Pourquoi ? Je regardai ma sœur aînée avec suspicion. Connaissait-elle elle aussi la Secte des Tombeaux Antiques ou Tian Niang ? Mais c'est impossible ; elle n'est qu'une romancière d'horreur.

Mais attendez une minute, une idée m'est venue soudainement. J'ai regardé ma sœur aînée avec un sursaut, envahie par un malaise soudain. Elle prétendait toujours être romancière d'horreur, mais je n'avais jamais vu aucun de ses ouvrages publié. Alors, comment gagnait-elle sa vie

? En y réfléchissant, j'ai soudain réalisé que, dans mon insouciance, je ne m'étais même jamais posé la question auparavant.
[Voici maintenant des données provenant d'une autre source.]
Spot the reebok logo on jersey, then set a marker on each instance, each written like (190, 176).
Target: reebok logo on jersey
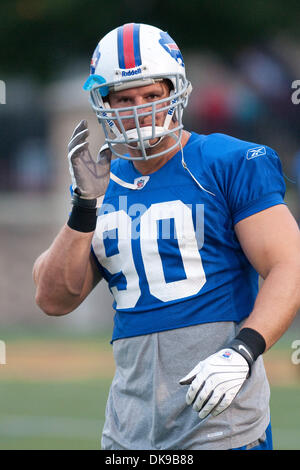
(256, 152)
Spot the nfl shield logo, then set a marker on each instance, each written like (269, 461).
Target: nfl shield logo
(141, 181)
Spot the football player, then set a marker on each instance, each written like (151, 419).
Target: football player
(180, 226)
« Bon, je faisais juste une suggestion. Je ne veux pas que mon petit frère prenne de mauvaises directions ! » Remarquant peut-être la surprise dans mes yeux, elle reprit aussitôt son attitude enjouée et taquine habituelle, et me caressa même affectueusement la tête.

J'ai jeté un coup d'œil involontaire au visage de ma sœur aînée, à ma gauche, et mon œil gauche s'est remis à palpiter. Les nerfs de ma tempe tremblaient et un halo de sang rouge s'est répandu devant mon œil gauche.
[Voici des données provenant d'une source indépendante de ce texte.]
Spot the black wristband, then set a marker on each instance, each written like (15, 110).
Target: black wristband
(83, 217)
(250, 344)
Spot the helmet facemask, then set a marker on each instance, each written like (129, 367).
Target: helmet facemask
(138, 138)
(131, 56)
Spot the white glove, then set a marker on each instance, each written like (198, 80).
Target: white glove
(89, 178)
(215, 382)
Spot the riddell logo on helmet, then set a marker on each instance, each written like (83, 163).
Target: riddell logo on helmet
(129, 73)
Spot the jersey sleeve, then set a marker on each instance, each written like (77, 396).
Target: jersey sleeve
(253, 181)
Au milieu de ses joues rouges, le visage de ma sœur aînée était horriblement pâle, et une larme de sang rouge vif pendait sous son œil gauche, particulièrement visible.

« Qui êtes-vous ? » demandai-je à voix haute en reculant d'un pas.
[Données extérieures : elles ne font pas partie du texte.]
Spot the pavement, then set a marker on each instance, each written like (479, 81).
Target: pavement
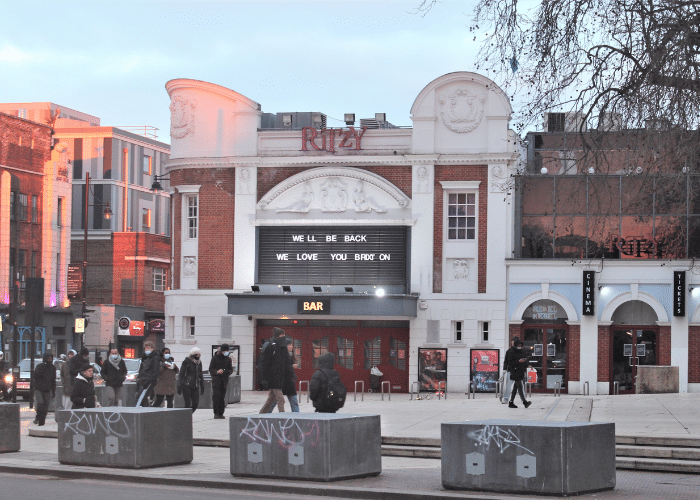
(658, 415)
La « grande sœur » devant moi m'adressa un sourire triste et baissa lentement la tête. Lorsqu'elle la releva, c'était le visage de Yin Xue, toujours pâle, maculé de sang et de larmes d'une façon terrifiante.

« Yin… Yin Xue ? » J’avais le souffle coupé. Mon œil gauche me faisait terriblement mal, et ma main droite tressaillit à nouveau, se portant instinctivement à mon œil gauche.

« À ton tour ! » me dit Yin Xue à voix basse. Son visage, d'abord pâle mais normal, se flétrit et se ratatina soudain, se transformant en un clin d'œil en un cadavre desséché, semblable à une momie, d'une couleur brun foncé.

Mon cœur battait la chamade et, malgré moi, ma main droite s'est portée à mon œil gauche. Mes doigts ont effleuré mon globe oculaire gauche, provoquant une douleur aiguë.

« Qu'est-ce que tu fais ? » La voix de ma sœur aînée résonna de nouveau à mes oreilles. Quand je repris mes esprits, je constatai qu'elle m'avait saisi la main droite.

Il n'y avait ni cadavre momifié, ni Yin Xue. Ma sœur aînée se tenait devant moi, parfaitement normale, me regardant avec un mélange de peur et d'inquiétude.

« Quoi… qu’est-ce qui ne va pas chez moi ? » ai-je demandé d’une voix rauque, ce qui m’a moi-même surprise.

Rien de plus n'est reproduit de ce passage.